CI-test, sim/nsh ostest

Sim use coroutine base on one thread in host to do switch context. but if we allow switch context with in one API (host-API and errno get), maybe the switch context from coroutine cause re-enter host-API call. Make the errno get behavior not work as expected.

Signed-off-by: guanyi3 <guanyi3@xiaomi.com>
@github-actions github-actions bot added Arch: simulator Issues related to the SIMulator Size: M The size of the change in this PR is medium labels Jul 18, 2025
@acassis acassis merged commit ac5b38c into apache:master Jul 21, 2025
14 checks passed
@yamt
Copy link
Contributor

yamt commented Jul 24, 2025

This commit disable interrupts before and after host-APIs, make sure that errno is correct.

i feel this approach is very hard to maintain.

it's simpler (and probably more efficient) to save/restore errno in the "interrupts" instead. what do you think?

@xiaoxiang781216
Copy link
Contributor

This commit disable interrupts before and after host-APIs, make sure that errno is correct.

the interrupt must be disabled, since many host API can't work well if the interrupt happen in side their function.

i feel this approach is very hard to maintain.

it's simpler (and probably more efficient) to save/restore errno in the "interrupts" instead. what do you think?

your mean restore errno before enabling interrupt? It doesn't work since host main thread manage all nuttx thread and errno will lose if another nuttx thread switch in and call some host api which may overwrite the errno value before old thread has the chance to retrieve it.

@yamt
Copy link
Contributor

yamt commented Jul 25, 2025

This commit disable interrupts before and after host-APIs, make sure that errno is correct.

the interrupt must be disabled, since many host API can't work well if the interrupt happen in side their function.

i feel this approach is very hard to maintain.
it's simpler (and probably more efficient) to save/restore errno in the "interrupts" instead. what do you think?

your mean restore errno before enabling interrupt? It doesn't work since host main thread manage all nuttx thread and errno will lose if another nuttx thread switch in and call some host api which may overwrite the errno value before old thread has the chance to retrieve it.

i meant to save/restore in interrupt handlers.
as you know, it's a common practice for unix to save/restore errno in signal handlers.
i don't see any reason it doesn't work for sim.

@xiaoxiang781216
Copy link
Contributor

This commit disable interrupts before and after host-APIs, make sure that errno is correct.

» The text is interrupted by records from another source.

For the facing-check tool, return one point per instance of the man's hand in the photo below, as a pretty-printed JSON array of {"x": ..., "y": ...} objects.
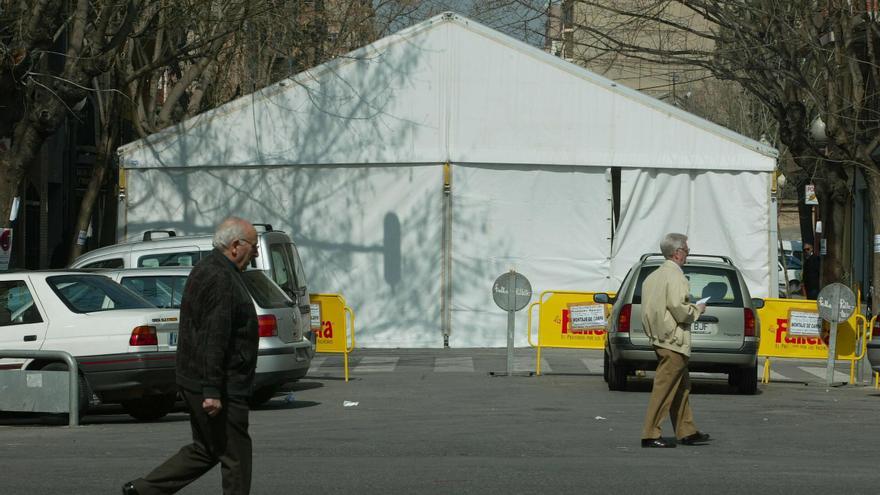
[{"x": 212, "y": 406}]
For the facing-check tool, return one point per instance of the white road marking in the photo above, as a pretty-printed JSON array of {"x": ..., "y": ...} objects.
[
  {"x": 376, "y": 364},
  {"x": 774, "y": 376},
  {"x": 527, "y": 363},
  {"x": 454, "y": 365},
  {"x": 316, "y": 364},
  {"x": 822, "y": 373},
  {"x": 594, "y": 365}
]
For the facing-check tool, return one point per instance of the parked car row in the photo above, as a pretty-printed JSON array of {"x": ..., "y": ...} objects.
[{"x": 116, "y": 311}]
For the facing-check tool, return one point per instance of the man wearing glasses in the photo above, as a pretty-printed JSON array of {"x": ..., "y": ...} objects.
[
  {"x": 667, "y": 316},
  {"x": 216, "y": 361}
]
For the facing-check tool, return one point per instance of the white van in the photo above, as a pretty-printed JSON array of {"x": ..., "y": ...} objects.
[{"x": 278, "y": 259}]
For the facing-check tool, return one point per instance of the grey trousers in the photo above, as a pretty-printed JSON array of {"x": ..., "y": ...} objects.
[
  {"x": 223, "y": 438},
  {"x": 670, "y": 395}
]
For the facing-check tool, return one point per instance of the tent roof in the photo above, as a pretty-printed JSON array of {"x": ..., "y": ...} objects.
[{"x": 449, "y": 89}]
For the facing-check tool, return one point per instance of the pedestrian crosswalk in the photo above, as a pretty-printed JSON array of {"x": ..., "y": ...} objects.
[{"x": 331, "y": 365}]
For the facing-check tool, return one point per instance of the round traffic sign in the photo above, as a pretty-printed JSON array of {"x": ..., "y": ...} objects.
[
  {"x": 836, "y": 303},
  {"x": 512, "y": 291}
]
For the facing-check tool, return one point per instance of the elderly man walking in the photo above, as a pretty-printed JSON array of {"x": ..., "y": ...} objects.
[
  {"x": 667, "y": 316},
  {"x": 216, "y": 361}
]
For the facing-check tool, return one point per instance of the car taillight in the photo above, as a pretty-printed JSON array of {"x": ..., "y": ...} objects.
[
  {"x": 623, "y": 319},
  {"x": 748, "y": 323},
  {"x": 143, "y": 335},
  {"x": 268, "y": 325}
]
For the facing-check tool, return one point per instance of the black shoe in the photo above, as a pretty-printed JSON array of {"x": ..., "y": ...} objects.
[
  {"x": 694, "y": 439},
  {"x": 657, "y": 443}
]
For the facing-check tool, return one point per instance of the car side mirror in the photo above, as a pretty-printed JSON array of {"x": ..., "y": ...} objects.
[{"x": 601, "y": 297}]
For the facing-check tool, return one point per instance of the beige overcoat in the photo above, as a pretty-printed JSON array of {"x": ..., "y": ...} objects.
[{"x": 666, "y": 313}]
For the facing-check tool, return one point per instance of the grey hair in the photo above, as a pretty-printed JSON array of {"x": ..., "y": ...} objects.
[
  {"x": 672, "y": 242},
  {"x": 229, "y": 231}
]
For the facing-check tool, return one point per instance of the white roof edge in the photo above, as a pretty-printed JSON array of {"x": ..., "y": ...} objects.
[
  {"x": 282, "y": 85},
  {"x": 616, "y": 87},
  {"x": 478, "y": 28}
]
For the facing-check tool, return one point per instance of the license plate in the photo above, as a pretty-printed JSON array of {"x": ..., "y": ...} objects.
[{"x": 702, "y": 328}]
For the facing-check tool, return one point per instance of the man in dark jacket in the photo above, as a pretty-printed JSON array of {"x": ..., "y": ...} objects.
[{"x": 216, "y": 360}]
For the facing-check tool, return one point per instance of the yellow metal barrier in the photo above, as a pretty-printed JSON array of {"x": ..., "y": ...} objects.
[
  {"x": 334, "y": 316},
  {"x": 558, "y": 328},
  {"x": 807, "y": 338}
]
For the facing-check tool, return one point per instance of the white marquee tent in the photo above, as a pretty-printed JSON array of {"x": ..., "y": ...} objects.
[{"x": 351, "y": 159}]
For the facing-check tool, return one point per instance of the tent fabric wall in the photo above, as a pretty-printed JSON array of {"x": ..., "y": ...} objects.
[
  {"x": 341, "y": 154},
  {"x": 345, "y": 222},
  {"x": 549, "y": 223},
  {"x": 449, "y": 90},
  {"x": 722, "y": 213}
]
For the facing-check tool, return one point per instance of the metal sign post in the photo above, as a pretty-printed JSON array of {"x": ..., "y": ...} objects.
[
  {"x": 511, "y": 292},
  {"x": 836, "y": 303}
]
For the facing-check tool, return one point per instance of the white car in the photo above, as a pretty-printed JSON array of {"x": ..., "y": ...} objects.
[
  {"x": 122, "y": 343},
  {"x": 278, "y": 259},
  {"x": 284, "y": 353}
]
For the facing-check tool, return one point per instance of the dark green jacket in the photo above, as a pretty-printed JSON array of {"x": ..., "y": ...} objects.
[{"x": 217, "y": 347}]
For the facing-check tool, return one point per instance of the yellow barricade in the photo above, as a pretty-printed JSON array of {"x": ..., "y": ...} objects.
[
  {"x": 331, "y": 319},
  {"x": 779, "y": 341},
  {"x": 555, "y": 326}
]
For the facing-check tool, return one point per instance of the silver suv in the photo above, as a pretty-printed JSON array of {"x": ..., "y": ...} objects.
[
  {"x": 283, "y": 355},
  {"x": 278, "y": 259},
  {"x": 723, "y": 340}
]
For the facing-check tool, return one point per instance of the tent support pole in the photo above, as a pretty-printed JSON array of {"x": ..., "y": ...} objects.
[{"x": 446, "y": 271}]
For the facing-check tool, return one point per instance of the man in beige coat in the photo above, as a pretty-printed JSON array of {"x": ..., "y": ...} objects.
[{"x": 667, "y": 316}]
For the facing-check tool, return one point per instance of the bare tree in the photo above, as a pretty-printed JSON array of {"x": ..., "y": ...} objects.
[
  {"x": 799, "y": 59},
  {"x": 50, "y": 50}
]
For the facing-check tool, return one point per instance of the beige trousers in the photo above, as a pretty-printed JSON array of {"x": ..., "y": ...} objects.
[{"x": 670, "y": 395}]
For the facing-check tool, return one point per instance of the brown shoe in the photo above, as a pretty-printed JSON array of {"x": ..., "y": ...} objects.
[
  {"x": 657, "y": 443},
  {"x": 694, "y": 439}
]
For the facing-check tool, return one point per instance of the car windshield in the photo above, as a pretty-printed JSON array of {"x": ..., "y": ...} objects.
[
  {"x": 791, "y": 262},
  {"x": 91, "y": 293},
  {"x": 264, "y": 291},
  {"x": 718, "y": 284}
]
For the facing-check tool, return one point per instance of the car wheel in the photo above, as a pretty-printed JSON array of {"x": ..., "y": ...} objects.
[
  {"x": 150, "y": 407},
  {"x": 262, "y": 395},
  {"x": 747, "y": 381},
  {"x": 84, "y": 390},
  {"x": 616, "y": 376}
]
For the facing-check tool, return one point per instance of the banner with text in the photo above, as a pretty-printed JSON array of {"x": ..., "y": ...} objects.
[
  {"x": 791, "y": 328},
  {"x": 572, "y": 320}
]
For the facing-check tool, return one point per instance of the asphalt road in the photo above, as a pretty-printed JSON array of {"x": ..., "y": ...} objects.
[{"x": 436, "y": 421}]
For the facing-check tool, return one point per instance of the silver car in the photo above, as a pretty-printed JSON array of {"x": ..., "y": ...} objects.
[
  {"x": 284, "y": 353},
  {"x": 723, "y": 340}
]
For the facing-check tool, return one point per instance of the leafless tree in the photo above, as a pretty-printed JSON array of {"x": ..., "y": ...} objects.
[{"x": 799, "y": 59}]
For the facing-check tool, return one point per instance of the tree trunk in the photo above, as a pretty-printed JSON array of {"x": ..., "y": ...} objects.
[
  {"x": 873, "y": 180},
  {"x": 30, "y": 134},
  {"x": 106, "y": 145}
]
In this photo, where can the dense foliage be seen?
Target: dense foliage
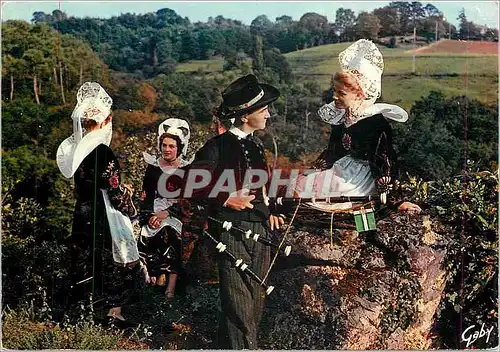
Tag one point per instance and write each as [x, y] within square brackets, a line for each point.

the interrupt must be disabled, since many host API can't work well if the interrupt happen in side their function.

i feel this approach is very hard to maintain.
it's simpler (and probably more efficient) to save/restore errno in the "interrupts" instead. what do you think?

your mean restore errno before enabling interrupt? It doesn't work since host main thread manage all nuttx thread and errno will lose if another nuttx thread switch in and call some host api which may overwrite the errno value before old thread has the chance to retrieve it.

i meant to save/restore in interrupt handlers. as you know, it's a common practice for unix to save/restore errno in signal handlers. i don't see any reason it doesn't work for sim.

Do you mean save/restore host errno in the interrupt handler? it can't fix the problem I describe here, since the problem isn't the signal handler change errno. The real problem is that sim use one host thread with setjmp/longjmp to simulate multiple nuttx thread and the race may happen like this:

  1. nuttx thread 1 call host function which fail and set errno, but before thread 1 read errno
  2. timer signal happen and scheduler switch to nuttx thread 2
  3. nuttx thread 2 may call host function which may fail too and overwrite errno
  4. when nuttx thread 1 run again, it read back the wrong errno

@zzby0
Copy link
Contributor Author

zzby0 commented Jul 25, 2025

This commit disable interrupts before and after host-APIs, make sure that errno is correct.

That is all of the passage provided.